Paper No. 9
Presentation Time: 10:45 AM


KARLSTROM, Karl E., Department of Earth and Planetary Science, Univ of New Mexico, Northrop Hall, Albuquerque, NM 87131, LEE, John P., United States Geological Survey, MS 973, Denver, CO 80225, KELLEY, Shari A., New Mexico Bureau of Geology and Mineral Resources, New MexicoTech, 801 Leroy Place, Socorro, NM 87801, CROW, Ryan S., Earth and Planetary Science, University of New Mexico, Albuquerque, NM 87131-0001, CROSSEY, Laura J., Department of Earth and Planetary Sciences, University of New Mexico, Albuquerque, NM 87131-0001, YOUNG, Richard A., Geological Sciences, State University of New York at Geneseo, Geneseo, NY 14454, LAZEAR, Greg, Grand Junction Geological Society, 20508 Brimstone Rd, Cedaredge, CO 81413, BEARD, L. Sue, U.S. Geological Survey, 2255 N Gemini Dr, Flagstaff, AZ 86001-1637 and RICKETTS, Jason W., Earth and Planetary Science, University of New Mexico, Albuquerque, NM 87131,

We propose a resolution of “old” versus “young” Grand Canyon models by elucidating the geometry of two paleocanyon segments that became fully linked during 5-6 Ma integration of the west-flowing Colorado River. “Young” (< 6 Ma) segments are Marble Canyon , Muav Gorge, and westernmost GC. “Old” segments are the (25-15 Ma) East Kaibab paleocanyon and the Paleocene (65-50 Ma) Hualapai paleocanyon.
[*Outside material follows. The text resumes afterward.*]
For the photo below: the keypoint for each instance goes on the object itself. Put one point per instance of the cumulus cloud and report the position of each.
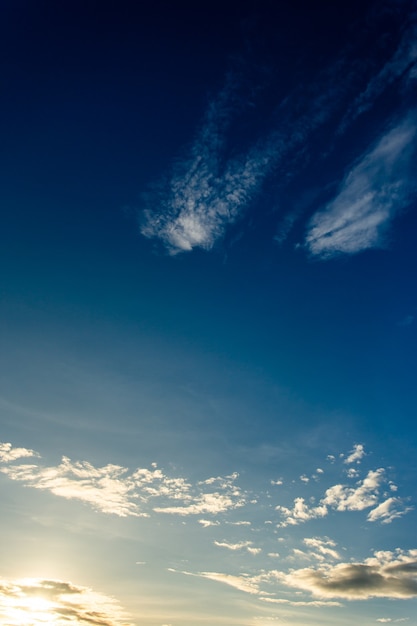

The East Kaibab paleocanyon system breached the Kaibab uplift and likely flowed northwest. Evidence for the 25-15 Ma carving of this segment comes from thermochronology of nearby rim and river samples: rim rocks resided at temperatures of 55-65 °C from 60-30 Ma while river level rocks resided at 75-85 °C; then cooling paths converge after 15 Ma. The collective thermochronologic data indicate that eastern Grand Canyon preserved a normal geothermal gradient and that river samples were still deeply buried until after 25 Ma. Hence Grand Canyon cannot have been incised to near-modern depths in its present location at 70 nor 50 Ma. The Paleocene (65-50 Ma) Hualapai drainage system is hypothesized to have flowed north across the present Grand Canyon along the Hurricane fault system. Evidence for the Hualapai drainage system includes remnant river channels filled with Music Mountain Formation;restoring post-3 Ma west-down slip on the Hurricane and Toroweap faults raises channel heights by ~ 550 m and allows N-flowing paleochannels an outlet near Toroweap valley. We hypothesize that the 2 “old” canyon segments became linked together by integration of the west-flowing Colorado River 5-6 Ma to form the modern Grand Canyon. Hypothesized mantle-driven uplift of the western Colorado Plateau and Rocky Mountains in the last 10 Ma may have promoted downward integration of internal drainages across low topographic divides. Mechanisms of river integration (headward erosion, lake spill over, and groundwater sapping) likely operated together at regional scales in response to broad epeirogenic tilting. After 5-6 Ma, the modern Grand Canyon was carved by the Colorado River and older paleocanyon segments were widened and deepened during semi-steady incision rates of 100-200 m/Ma in the last 4 Ma.